Cowardice was a mortal sin. One night, there was a big storm. The power went out and Dad started to cry. Poppy yelled at him for being a sissy. Dad was seven years old. At age nine, he went to a summer camp run like a military institution. He was terribly homesick, and he cried in Grandma’s arms when she came to visit – Poppy was, as usual, away on business - begging to be allowed to come home. Grandma told him Poppy would think he had a yellow streak down his back, the worst crime imaginable. Dad sucked it up.

Poppy’s job was embarrassing during Prohibition; Dad would tell his friends that Poppy was a broker rather than in the whiskey business. Poppy tried to be circumspect about the family field of employment. He had to visit Uncle Sol one night at Sol’s job. Which was managing a bottling plant for Capone. Taking him along for the ride, Poppy told Dad that Uncle Sol ran a soda factory. Whoopee for my father, who immediately upon arrival asked for a strawberry pop. Oy. Minions are sent scurrying to find an open grocer and fetch the kid a soda.
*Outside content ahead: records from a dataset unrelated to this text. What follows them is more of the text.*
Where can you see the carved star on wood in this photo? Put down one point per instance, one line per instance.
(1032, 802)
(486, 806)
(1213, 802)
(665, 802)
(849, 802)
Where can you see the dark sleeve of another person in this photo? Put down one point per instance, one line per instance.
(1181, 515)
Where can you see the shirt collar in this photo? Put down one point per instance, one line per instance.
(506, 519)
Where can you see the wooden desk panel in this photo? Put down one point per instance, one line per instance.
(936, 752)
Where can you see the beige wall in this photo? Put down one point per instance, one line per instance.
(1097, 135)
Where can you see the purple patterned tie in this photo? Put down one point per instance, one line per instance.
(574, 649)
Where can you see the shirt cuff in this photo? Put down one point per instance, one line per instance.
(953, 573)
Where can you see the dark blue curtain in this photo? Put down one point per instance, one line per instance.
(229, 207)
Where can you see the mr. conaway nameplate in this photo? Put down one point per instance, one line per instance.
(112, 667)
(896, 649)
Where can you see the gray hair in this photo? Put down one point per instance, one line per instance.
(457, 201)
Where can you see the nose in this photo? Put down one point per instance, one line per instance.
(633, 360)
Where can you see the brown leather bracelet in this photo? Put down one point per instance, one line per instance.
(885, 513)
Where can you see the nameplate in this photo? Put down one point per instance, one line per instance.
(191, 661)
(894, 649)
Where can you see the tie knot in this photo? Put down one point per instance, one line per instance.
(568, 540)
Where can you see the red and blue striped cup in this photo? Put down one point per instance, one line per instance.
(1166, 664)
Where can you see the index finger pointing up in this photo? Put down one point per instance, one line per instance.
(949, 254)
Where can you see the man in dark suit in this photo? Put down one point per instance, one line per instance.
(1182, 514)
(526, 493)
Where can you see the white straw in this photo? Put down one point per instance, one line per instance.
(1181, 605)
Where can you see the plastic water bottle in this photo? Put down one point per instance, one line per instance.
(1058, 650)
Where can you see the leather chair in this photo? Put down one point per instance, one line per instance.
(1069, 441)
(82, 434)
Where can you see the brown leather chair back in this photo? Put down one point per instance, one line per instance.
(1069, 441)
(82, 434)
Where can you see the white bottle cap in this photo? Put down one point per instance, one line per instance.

Grandma shielded Dad from Poppy. He thought my father had it too easy, was spoiled, as if it was Dad's fault that he wasn't born on Halsted Street. To the outside world, he was a hail fellow well met. At home, different story. He put a high premium on being manly; expressing emotion was not easy for him; it was at best a difficult task. There was a gruffness to him, tough to penetrate; he just couldn’t open up. He wrote expressive letters that were incongruous with his persona and the only evidence of his affection. Eye to eye, his tongue was stone or bristles. Though he yearned to have his daughter, my Aunt Marilyn, sit in his lap to be dandled and have affection returned, it didn’t happen. She was intimidated by him, too. He wanted to be gentle. He didn't know how. There are no photographs of Poppy playing with his children.

Physical affection and emotional warmth
with children would skip a generation:

Poppy and my sister, 1949.

___________

Part [1] [2] [3] [4]  [5] [6]

Wednesday, March 24, 2010

The Biggest Jew In Chicago Part 3

According to its press book, a movie was loosely based upon Terry Druggan, his partner Frankie Lake, and their activities.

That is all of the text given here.